You Can Cut Your Risk Of Catching A Cold With These Three Simple Home Changes

The kids are back in school and work is ramping up. That must mean that it’s time for your next seasonal cold to kick in, making you both miserable and less productive.

According to the Centers for Disease Control and Prevention, “common colds are the main reason that children miss school and adults miss work. Adults have an average of two to three colds per year, and children have even more.” Are you approaching your first or second? You probably already follow CDC advice to wash your hands often with soap and water and avoid touching your eyes, nose and mouth with unwashed hands. You also learned to sneeze into your elbow and wipe down your computer and phone at work.

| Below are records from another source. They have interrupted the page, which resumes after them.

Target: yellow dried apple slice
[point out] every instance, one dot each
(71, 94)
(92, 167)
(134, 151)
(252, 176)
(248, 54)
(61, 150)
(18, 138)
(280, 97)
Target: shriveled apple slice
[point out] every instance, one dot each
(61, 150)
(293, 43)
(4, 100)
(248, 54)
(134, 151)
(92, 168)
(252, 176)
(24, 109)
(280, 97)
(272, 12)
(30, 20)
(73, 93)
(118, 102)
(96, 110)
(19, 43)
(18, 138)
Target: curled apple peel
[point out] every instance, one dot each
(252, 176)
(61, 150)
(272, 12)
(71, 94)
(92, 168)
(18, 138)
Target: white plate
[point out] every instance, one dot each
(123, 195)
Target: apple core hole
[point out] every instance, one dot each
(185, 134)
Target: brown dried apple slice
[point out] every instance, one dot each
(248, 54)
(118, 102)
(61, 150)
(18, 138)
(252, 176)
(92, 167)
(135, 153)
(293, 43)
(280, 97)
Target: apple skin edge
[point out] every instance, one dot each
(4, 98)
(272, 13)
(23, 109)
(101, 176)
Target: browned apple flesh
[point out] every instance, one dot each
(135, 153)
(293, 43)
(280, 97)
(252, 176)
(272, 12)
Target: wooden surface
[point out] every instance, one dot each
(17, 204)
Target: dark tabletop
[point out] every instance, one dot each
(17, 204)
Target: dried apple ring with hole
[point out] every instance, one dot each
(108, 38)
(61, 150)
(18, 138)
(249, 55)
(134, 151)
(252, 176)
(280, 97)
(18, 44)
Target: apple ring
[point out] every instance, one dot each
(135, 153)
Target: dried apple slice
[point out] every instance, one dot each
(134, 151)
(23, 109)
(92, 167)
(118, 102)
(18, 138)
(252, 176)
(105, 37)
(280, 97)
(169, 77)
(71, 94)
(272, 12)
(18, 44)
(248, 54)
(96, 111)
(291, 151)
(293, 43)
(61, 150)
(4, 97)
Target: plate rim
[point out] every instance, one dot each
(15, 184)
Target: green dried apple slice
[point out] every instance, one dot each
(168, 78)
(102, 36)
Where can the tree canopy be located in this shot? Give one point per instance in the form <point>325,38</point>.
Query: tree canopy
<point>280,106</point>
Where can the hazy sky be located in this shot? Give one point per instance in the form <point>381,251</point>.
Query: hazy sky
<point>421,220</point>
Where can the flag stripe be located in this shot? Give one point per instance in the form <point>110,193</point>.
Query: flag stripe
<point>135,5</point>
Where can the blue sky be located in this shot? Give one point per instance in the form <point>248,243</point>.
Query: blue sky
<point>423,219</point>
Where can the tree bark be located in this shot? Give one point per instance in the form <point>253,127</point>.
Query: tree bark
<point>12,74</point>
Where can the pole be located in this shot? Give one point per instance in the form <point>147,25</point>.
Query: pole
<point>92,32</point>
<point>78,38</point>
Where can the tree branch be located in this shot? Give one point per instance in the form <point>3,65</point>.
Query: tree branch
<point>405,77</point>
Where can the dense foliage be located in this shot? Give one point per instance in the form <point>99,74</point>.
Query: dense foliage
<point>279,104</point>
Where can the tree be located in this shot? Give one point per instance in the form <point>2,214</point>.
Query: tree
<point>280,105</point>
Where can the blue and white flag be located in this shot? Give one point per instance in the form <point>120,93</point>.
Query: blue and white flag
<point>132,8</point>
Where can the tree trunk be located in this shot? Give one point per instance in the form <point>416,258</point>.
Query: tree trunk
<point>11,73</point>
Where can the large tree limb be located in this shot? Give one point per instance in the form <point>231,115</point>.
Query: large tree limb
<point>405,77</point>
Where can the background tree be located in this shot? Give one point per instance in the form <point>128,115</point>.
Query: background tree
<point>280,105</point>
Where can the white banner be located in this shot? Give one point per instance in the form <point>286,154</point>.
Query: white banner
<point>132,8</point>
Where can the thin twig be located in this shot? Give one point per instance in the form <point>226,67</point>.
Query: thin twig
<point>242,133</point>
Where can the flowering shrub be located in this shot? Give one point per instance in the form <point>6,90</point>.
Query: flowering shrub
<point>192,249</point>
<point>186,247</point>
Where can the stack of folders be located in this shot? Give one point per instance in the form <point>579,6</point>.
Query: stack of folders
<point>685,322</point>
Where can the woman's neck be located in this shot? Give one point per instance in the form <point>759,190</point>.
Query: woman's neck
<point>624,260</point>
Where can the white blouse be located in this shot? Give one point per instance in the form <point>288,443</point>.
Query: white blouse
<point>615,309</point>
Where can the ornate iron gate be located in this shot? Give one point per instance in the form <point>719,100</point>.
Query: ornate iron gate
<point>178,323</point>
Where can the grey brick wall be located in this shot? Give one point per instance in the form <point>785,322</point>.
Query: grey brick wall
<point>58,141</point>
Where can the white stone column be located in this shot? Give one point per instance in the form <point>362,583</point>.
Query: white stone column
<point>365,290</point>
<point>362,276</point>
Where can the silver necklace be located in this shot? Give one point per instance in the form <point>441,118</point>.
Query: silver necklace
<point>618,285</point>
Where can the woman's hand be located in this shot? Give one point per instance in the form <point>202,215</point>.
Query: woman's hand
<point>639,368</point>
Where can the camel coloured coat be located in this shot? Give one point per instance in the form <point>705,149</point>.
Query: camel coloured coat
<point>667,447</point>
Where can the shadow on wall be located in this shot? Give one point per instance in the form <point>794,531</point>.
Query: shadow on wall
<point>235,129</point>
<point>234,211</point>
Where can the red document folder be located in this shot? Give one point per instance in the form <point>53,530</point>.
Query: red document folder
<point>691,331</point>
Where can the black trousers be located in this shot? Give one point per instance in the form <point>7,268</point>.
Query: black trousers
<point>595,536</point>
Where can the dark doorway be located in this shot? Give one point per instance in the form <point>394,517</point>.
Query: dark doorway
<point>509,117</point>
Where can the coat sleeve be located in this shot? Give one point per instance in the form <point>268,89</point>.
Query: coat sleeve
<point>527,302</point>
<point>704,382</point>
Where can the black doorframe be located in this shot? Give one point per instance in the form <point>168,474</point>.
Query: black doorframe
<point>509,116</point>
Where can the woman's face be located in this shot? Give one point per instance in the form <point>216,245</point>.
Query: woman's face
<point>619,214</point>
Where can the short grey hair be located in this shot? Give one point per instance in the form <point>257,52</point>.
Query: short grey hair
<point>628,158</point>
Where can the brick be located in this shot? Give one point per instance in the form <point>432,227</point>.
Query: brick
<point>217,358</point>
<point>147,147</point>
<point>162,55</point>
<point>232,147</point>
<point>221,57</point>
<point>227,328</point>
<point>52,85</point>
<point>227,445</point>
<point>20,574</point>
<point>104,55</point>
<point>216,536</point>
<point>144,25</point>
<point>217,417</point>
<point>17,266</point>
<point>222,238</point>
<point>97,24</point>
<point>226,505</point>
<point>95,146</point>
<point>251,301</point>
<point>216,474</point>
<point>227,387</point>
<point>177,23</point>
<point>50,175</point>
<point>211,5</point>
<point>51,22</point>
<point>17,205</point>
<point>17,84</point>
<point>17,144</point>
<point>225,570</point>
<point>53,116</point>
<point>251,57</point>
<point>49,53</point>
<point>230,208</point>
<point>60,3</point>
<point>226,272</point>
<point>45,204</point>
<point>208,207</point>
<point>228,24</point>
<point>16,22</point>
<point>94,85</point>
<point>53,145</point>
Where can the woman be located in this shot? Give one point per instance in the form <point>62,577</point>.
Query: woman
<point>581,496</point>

However, you might still be vulnerable to getting sick at home, especially if you have children in school or daycare. Cold viruses can live on hard surfaces for several days, according to medical experts. All of the light switches, faucets and other shared surfaces in your home can be transmission points. Simply put, it’s quite possible that your freshly washed hands are picking up germs left by a family member on the light switch you just turned off.

This is where hands-free technology can be especially helpful this season. The fewer contact points between your fingers and shared household surfaces, the fewer germs are passed back and forth among family members. With that in mind, here are three fairly easy to implement strategies to help cut down on sick days this season.

Faucets

Replace your standard kitchen faucet with a hands-free model. This can cut down on viruses being transmitted between members of your household. It can also cut down on exposure to food-related contagions that can linger on surfaces and cause illness.